You can only skip the formalities if you've already been introduced.
I was writing earlier about the smart presentation of information in the excerpt from Steven Johnson’s Everything Bad Is Good For You that was published last weekend in the New York Times Magazine.
Once you get past the cool factor of good info-design, though, you come back to the same issues of accountability and trust that haunt every discussion of media and technology. In order to present very dense information in a format that affords skimming, designers must obscure or omit some of the sourcing, details, and exceptions that would detract from the graphic’s impact.
Of course, it’s sourcing, and details and inconvenient exceptions that are the same credentials by which any media establishes its credibility. In this case, the publisher is assuming that the audience trusts that what’s been redacted isn’t key to understanding or believing in the narrative.

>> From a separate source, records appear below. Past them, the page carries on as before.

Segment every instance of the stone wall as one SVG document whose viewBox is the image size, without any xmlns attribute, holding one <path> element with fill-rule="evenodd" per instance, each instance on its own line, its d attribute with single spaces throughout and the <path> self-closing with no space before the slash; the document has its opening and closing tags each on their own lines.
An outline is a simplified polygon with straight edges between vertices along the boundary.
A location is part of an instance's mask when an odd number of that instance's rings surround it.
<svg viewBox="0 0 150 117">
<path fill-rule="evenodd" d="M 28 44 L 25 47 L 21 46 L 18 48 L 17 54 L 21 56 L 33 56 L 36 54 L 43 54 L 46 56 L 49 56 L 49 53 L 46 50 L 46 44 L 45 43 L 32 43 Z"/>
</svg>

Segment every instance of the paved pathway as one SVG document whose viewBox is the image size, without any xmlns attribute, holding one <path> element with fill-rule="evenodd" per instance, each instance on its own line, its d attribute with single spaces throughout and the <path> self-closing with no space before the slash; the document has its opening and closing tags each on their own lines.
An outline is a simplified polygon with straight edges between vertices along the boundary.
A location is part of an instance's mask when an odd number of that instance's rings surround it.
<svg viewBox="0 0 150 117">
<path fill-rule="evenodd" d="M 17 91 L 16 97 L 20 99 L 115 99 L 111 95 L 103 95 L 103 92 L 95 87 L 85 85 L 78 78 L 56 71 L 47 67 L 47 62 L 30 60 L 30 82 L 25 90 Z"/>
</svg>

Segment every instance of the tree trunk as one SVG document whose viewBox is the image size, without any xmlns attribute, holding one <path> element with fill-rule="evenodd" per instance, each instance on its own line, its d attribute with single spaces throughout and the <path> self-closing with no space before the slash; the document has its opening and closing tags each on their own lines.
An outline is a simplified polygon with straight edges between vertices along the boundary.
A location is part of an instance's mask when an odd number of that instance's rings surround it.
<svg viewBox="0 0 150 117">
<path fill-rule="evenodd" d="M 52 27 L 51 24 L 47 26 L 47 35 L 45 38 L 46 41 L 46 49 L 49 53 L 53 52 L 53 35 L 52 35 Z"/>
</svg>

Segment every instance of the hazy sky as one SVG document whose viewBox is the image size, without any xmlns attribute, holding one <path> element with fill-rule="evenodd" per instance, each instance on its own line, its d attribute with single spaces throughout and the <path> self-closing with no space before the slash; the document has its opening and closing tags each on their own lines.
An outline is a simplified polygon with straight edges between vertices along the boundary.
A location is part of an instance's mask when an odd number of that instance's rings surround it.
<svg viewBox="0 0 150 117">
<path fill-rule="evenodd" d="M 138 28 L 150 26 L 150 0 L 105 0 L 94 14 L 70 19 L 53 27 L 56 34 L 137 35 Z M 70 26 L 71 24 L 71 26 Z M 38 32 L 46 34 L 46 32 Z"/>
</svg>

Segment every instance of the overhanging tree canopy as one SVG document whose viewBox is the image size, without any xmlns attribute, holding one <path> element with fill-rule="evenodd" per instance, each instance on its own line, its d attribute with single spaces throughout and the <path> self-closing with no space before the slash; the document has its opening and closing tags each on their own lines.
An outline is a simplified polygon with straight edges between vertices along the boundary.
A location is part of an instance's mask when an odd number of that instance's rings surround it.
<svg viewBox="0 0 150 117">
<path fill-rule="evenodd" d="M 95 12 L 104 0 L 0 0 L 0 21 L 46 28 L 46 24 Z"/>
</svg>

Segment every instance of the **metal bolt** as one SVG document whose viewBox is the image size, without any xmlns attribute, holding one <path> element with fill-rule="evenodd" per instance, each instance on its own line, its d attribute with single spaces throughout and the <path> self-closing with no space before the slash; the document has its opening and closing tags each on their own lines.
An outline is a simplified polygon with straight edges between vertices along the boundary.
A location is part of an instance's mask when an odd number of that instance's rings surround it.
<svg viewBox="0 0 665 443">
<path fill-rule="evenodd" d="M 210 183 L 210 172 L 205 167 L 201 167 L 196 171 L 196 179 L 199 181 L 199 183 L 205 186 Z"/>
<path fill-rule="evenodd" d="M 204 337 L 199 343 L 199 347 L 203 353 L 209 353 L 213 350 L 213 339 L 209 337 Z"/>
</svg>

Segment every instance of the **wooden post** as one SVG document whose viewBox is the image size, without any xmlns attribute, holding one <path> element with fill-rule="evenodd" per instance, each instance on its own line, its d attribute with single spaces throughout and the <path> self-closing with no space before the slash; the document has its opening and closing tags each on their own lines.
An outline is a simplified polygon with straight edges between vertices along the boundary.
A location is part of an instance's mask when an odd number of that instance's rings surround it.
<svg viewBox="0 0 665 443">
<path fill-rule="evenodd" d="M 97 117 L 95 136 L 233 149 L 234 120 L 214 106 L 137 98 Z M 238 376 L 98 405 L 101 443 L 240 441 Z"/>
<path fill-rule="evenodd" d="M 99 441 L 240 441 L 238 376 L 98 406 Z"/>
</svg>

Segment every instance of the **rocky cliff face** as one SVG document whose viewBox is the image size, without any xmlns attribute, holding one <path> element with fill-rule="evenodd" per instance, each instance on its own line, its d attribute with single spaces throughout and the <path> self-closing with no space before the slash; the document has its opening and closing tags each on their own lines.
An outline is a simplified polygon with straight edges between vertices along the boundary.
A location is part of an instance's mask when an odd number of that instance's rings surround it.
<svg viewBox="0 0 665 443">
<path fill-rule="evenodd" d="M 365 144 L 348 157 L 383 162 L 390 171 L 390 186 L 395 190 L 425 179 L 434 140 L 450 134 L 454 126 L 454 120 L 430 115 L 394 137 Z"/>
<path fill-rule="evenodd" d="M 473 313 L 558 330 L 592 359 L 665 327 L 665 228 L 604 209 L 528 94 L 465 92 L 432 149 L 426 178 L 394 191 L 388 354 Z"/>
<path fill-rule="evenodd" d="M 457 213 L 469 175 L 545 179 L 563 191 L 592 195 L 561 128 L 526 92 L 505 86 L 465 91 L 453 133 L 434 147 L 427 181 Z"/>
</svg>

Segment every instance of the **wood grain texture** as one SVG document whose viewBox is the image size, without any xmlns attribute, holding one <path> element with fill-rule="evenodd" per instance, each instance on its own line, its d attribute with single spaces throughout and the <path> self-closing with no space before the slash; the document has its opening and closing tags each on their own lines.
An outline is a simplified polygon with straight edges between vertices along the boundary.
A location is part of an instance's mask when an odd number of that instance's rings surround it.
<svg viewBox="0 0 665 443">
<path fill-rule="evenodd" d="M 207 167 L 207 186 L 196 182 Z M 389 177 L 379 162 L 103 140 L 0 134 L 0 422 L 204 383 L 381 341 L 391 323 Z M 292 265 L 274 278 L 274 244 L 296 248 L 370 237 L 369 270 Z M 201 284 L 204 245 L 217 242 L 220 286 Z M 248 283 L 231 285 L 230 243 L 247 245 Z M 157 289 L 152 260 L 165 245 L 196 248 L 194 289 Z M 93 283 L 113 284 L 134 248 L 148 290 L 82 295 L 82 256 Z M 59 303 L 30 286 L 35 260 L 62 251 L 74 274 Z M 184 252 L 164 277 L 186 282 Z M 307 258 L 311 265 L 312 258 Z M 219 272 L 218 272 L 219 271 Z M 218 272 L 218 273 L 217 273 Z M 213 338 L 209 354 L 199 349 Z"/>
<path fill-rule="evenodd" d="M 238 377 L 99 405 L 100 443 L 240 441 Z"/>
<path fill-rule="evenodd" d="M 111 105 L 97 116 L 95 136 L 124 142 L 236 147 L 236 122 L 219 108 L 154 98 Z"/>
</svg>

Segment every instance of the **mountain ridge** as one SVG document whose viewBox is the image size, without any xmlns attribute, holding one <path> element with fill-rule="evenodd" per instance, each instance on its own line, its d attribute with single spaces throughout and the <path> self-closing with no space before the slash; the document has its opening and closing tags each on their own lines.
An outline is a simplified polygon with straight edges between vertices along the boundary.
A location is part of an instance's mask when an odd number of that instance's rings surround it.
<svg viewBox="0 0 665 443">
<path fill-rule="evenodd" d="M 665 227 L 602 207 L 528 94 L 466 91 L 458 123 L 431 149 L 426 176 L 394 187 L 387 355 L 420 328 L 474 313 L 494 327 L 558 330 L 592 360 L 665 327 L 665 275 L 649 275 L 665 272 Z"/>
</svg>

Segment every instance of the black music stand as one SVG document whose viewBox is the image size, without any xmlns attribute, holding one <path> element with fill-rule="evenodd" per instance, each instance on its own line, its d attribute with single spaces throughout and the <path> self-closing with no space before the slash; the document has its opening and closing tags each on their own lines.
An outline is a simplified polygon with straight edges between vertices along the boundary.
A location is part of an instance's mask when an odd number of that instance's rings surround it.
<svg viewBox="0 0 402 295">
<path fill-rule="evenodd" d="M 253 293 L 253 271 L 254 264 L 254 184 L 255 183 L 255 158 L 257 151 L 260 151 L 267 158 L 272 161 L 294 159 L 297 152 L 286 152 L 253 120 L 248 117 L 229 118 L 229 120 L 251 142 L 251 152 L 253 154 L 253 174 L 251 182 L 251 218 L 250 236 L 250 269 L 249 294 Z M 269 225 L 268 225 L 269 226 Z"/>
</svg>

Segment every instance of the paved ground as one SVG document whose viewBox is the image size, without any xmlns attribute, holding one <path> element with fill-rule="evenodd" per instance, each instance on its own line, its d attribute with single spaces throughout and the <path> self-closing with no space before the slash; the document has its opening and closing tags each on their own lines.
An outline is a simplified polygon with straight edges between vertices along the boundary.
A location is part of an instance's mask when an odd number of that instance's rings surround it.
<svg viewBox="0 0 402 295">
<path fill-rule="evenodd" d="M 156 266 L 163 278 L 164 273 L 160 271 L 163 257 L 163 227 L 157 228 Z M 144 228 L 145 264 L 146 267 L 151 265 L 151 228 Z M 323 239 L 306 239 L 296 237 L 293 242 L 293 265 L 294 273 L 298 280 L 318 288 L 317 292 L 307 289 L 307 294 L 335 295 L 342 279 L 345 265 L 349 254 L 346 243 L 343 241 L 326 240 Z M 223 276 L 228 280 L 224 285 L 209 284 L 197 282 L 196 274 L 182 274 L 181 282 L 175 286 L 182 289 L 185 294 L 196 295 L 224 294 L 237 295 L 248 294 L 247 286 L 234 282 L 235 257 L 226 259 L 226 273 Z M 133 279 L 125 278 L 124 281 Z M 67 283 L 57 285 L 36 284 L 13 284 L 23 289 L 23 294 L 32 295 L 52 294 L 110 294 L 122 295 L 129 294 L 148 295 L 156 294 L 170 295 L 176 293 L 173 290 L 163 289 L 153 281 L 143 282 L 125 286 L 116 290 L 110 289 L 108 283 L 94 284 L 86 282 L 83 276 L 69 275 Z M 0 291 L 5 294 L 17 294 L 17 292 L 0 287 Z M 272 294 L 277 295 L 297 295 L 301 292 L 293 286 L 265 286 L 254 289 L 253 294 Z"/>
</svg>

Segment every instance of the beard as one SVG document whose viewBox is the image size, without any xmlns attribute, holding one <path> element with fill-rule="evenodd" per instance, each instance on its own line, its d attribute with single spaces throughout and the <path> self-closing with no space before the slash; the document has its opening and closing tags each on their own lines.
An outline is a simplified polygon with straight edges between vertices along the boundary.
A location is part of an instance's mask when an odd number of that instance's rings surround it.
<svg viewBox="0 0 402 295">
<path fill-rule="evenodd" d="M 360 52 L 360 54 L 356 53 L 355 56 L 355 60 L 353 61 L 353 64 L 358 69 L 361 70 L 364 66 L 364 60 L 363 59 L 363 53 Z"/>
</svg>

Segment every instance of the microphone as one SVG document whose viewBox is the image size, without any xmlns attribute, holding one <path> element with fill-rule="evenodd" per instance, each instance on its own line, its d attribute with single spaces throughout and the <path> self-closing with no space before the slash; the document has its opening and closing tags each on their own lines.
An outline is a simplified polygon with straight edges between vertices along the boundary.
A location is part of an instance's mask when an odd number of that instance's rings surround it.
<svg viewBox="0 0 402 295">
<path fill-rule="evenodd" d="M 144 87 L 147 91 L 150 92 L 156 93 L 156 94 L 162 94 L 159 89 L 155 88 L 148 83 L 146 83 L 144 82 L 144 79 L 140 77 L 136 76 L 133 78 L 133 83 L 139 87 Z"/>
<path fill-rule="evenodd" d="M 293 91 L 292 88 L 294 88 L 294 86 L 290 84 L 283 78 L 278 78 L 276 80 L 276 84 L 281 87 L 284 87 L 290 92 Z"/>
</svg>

Part of the reason that media such as dramatic television series and weekly newsmagazines and blogs can make such assumptions is because of their episodic nature; Repeating media creates an implicit social contract that (usually) enforces trust between the creator and the audience. I know when I read a blog post that the author’s going to be back at that place the next day, and that increases the odds he’s not going to just lie to me. A corrections page only has value if you’re making the assumption that you have a relationship with an audience that’s going to know who you are, and where you are, and is willing to return and continue that relationship.
That’s a risky bet sometimes, of course. I think of the New York Times as very credible, but there’s some large number of people who don’t, and that audience is unlikely to pay attention to subtleties about an article. That extends to relevant subtleties such as the fact that the article I’m referring to is actually an excerpt of Steven Johnson’s book, and not produced under the normal editorial process of the Times, though I’m sure it still meets or exceeds their standards. (And of course, part of the reason I trust Steven is because he’s got his blog where people can ask him questions.)
This is affected by issues that Scott McCloud raised in Understanding Comics. In defining comics, he uses the phrase “sequential art”, because it reinforces the importance of sequence and repetitive structure in informing that medium.
Episodic or repeating content is important because you can learn from not just what’s on the page or screen, but from what’s between those episodes. You can fill in your own experience, or make inferences from the frequency of updates, or you can (with blogs) give feedback and comments that influence the next episode.
So that relationship, that social contract, is what allows for the complexity Steven mentions in his story. The trend he’s identifying isn’t that there’s less crap on TV, it’s that all TV, whether it’s crap or genius, is more complex and more challenging and better food for your brain. And it’s possible because writers and producers are willing to assume that you’ve either already got a strong relationship with their show on an ongoing basis, or you’ve figured out the missing parts for yourself, or you’re willing to go and Netflix or buy the DVD of the series later to fill in the gaps you’ve missed.
That’s the same relationship and complexity that blogs allow for with their repeating nature. I don’t know that I’ve ever defined what CSS stands for to the audience of my blog, but I feel that almost all of you already know, and those who don’t are Google-savvy enough to look it up, and those who are unwilling to do so can find out from one of the other sites they read. And in the same way, if I make an offhand joke or an allusion to the topics I fixate on for this site, I’m assuming there’s a continuity to the narrative that makes context implicit. Or, you know, you can just use the search function.
What’s most interesting is that, for an increasing part of my readership, this is a bad assumption. But blogs are the most forgiving medium in this regard. My readership increases at some rate which makes it likely that most people haven’t read my posts from two years ago, let alone five years ago. A joke based on you having read a post in 2001 will only resonate for a small subset of the audience. (Granted, that’s probably the audience I’m writing for, subsconsciously.)
But it’s only with blogs thatyou can easily go back and see what a particular reference was referring to. Even better, I can just link to it. With TV, you’d have to hope it was Tivoed, or that it would be repeated, or that the series came out on DVD. With a newspaper, you’d have to drag ass to the library or, in the best case, only have to endure the drudgery of site registration to browse the newspaper’s online archives. So we’ve got the leg up on them by letting someone start in the middle of a complex, challenging conversation and assuming that, even if you don’t know the context at the start, you can go back and find it.
So we’re lucky. There’s nothing worse than the flashing arrow Steven mentions in his story, and there’s nothing less funny than having to explain the joke. With blogs, we don’t have to unless we want to. And we can still have a medium that’s as complex, and as good for you, as the best TV or newspapers have to offer.